The Doha Conference has emerged with documents titled The Doha Climate Gateway that provide for an eight year extension of the Protocol until 2020 but is limited in scope to only 15% of the global emissions due to the non-involvement of countries like Canada, Japan, Russia, Belarus, Ukraine, New Zealand and USA. Notably, USA, Canada Afghanistan, Andorra and South Sudan have not ratified the Protocol as yet.

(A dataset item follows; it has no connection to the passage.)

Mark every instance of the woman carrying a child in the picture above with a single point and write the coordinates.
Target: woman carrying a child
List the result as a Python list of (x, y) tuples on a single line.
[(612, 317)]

Motivated insincerity of countries like USA was revealed quite early at the Doha negotiations to lower ambitions about the outcome when instead of complying with the equity principles enshrined in the UNFCCC in letter and spirit, the US negotiator argued for procedural equity as approved by US Congress. This was akin to taking countries for a ride through it dilution of the Protocol at the time of its negotiation by its introduction of carbon trade in it. Notwithstanding US President Barack Obama reference to threat to future generations from “the destructive power of a warming planet” in his victory speech on November 7, 2012, and despite the indulgence shown to US in climate negotiations from the very outset, it chooses to remain a non-party to the Protocol. Notably, Venezuelan President, Hugo Chavez had gifted Eduardo Galeano’s book to President Obama when both met for the first time.
In effect, outcome of Doha is procedural that does not provide genuine remedial responses to the crises ridden planet. The ultimate objective of both the treaties is to stabilize greenhouse gas concentrations in the atmosphere at a level that prevents dangerous human interference with the climate system. The objective remains unfulfilled.
The nineteenth session of the Conference of the Parties (COP 19) of UNFCCC will take place in Warsaw, Poland, at the end of 2013 to finish the unfinished task of making developed countries pay their climate debt and ensure just legal remedy. Will Warsaw succeed where Doha failed in efforts to deliver substantive rather than procedural gateway to climate justice?